Wednesday, October 21, 2009

The Gym

Just like peanut butter & jelly and strippers & glitter, some things I see at the gym go hand in hand. When I see one, I'll see the other.

Guy with cell phone.......................and a jug of water.
Guy with weight belt.....................and his own bottle of ripped fuel.
Guy with gloves.............................and matching workout "outfit" with combed hair.
Guy with wife beater.........................and a beanie. (Which is it dude? You hot or cold?)
Full length mirror......................and a guy shadow boxing himself in between sets of curls.
Guy with ipod........................and neoprene Ultimate Warrior ipod holster strapped to the bicept. (The bigger one of course)

A place where men once went to repent and serve god, the gym has completely morphed into a safe haven for dickheads.

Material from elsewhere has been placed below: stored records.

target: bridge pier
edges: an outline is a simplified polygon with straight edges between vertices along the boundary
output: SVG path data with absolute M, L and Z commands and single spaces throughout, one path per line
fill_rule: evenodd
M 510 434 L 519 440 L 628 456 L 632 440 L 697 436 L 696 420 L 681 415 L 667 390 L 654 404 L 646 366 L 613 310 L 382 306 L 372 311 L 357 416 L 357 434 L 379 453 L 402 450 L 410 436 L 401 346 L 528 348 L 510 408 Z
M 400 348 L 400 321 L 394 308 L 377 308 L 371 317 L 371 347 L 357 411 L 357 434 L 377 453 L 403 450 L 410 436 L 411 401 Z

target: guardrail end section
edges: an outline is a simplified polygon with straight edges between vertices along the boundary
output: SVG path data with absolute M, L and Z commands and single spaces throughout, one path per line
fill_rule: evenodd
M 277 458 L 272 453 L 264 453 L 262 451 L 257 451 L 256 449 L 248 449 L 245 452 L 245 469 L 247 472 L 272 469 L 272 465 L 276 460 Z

I love working out by myself, but my own silence forces me to ease into hearing other peoples conversations.
This is how some conversations go down. (the following exchange was between apparent gym aquaintances)

"Hey bro" (they never know each others names, so its bro)
"Hey bud" (the reciprocation)
"Haven't seen you in here in a while, what's been going on?"
"Ah, you know just taking some time off. Man, you're guns are looking huge."
"Yeah, really? I've been training them pretty hard."

Seriously? Dude.........Seriously??
That is the 2nd reason why I don't talk to people in the gym. I don't want anyone telling me that my calves are lookin' tight!